Saturday a small village at the border, Gol Macher, was bombed by the Northern Army of Sudan. Eight SPLA soldiers were killed. Thus it begins. The North claims it was a mistake, that they were chasing rebels in Darfur. The South says, “Liar!” Sunday we prayed for Sudan by spreading a map out on the table and putting tea candles all over map, in areas near and dear to our hearts. We literally cried as we prayed, some of us, because we love these people. We feel their pain and their weariness. I no longer look at the South and the North as “you guys” but I look at the South as “we”. We are all wrapped up in this and it is a part of us who are here.

This is only an hour’s drive from Akuem and so it is very near to my heart. My friend, Pastor Deng, who visited last week, brought my greetings to his congregation last Sunday and he told them that when I return to Akuem,, he will build me a tukel on the church compound, a place to live. That is the love they have. They don’t have money, but they give so much of themselves, their time and their love. They never run out of time for people. People are their priority always. I still have so much to learn from them, so much.

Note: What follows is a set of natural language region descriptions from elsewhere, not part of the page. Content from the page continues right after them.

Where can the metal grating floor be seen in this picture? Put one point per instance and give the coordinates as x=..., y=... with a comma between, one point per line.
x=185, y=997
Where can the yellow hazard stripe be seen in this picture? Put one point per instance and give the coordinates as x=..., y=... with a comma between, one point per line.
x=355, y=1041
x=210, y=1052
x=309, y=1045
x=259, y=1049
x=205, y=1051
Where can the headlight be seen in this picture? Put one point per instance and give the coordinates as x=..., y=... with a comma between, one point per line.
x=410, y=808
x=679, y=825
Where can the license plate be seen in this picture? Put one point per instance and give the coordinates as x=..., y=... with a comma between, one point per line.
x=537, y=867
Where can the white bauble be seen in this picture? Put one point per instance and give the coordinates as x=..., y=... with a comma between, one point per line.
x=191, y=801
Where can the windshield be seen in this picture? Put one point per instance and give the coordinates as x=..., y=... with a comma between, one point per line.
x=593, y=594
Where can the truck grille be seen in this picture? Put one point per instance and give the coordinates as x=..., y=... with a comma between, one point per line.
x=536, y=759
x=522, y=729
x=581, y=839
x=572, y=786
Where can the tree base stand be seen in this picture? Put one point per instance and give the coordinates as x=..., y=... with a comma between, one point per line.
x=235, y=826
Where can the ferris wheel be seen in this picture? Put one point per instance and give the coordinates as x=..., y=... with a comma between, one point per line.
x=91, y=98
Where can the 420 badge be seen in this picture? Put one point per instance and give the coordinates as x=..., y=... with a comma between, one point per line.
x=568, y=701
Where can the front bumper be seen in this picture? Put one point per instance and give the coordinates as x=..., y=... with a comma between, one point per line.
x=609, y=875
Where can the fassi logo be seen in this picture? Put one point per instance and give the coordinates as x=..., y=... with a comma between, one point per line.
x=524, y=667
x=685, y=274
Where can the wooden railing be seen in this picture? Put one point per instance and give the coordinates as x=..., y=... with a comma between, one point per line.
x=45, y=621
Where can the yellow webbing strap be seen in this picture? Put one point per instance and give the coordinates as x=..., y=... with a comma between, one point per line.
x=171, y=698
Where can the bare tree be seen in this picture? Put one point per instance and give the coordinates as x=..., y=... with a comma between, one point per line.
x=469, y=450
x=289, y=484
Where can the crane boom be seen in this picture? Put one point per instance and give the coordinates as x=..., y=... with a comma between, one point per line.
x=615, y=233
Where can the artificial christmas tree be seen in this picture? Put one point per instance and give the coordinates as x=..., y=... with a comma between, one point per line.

Here in Yei, there is a new Training Camp for the SPLA right down the road from us, about 1.5 miles, across from the UN compound, under the guise of police training. The Commanders are wearing the blue camo uniform of the police but all around know that this is not police training. There are about 400 men living and being trained in an intense military fashion day in and day out. This is not police training. It is SPLA training. We asked one of our staff workers if he was offered unity with the North or war, what would he chose. He said war. And he is a very peaceful man. He said that they are tired of living under the oppression of the North and unless they are willing to count the cost, they will never be free. And so January looms ever nearer and the life of this country hangs in the balance.

In the book of Luke Jesus Himself tells us to turn the other cheek and bless our enemies and if they take our cloak then we are to offer our tunic….. Verse 30 really struck a chord in me this week because it was presented to me and I didn’t do it.

Luke 6:30 Give to EVERYONE who asks you and if ANYONE TAKES what belongs to you, DO NOT demand it back.

When I was in the market last week and that man demanded my four puny pieces of corn, I insisted that I would call the police. Jesus says to give it to him. This paragraph is strictly about our enemies . If this happens again will I give it to him with the love of Jesus? These are the things that don’t make any sense to us yet Jesus says to do it.

Verse 35 says that God is kind to the ungrateful and the wicked. Are we? Mercy at all costs…. This is the upside down Kingdom of God. We sure spend a lot of time in the RIGHT side up, insisting on our rights. I am praying that I will see these two men again and this time I will offer my corn, searching them out. I want to live love upside down. Faith without deeds is dead. I want to understand God’s kindness to the wicked and ungrateful. I want to know this kind of mercy that moves Him, that stirs His heart.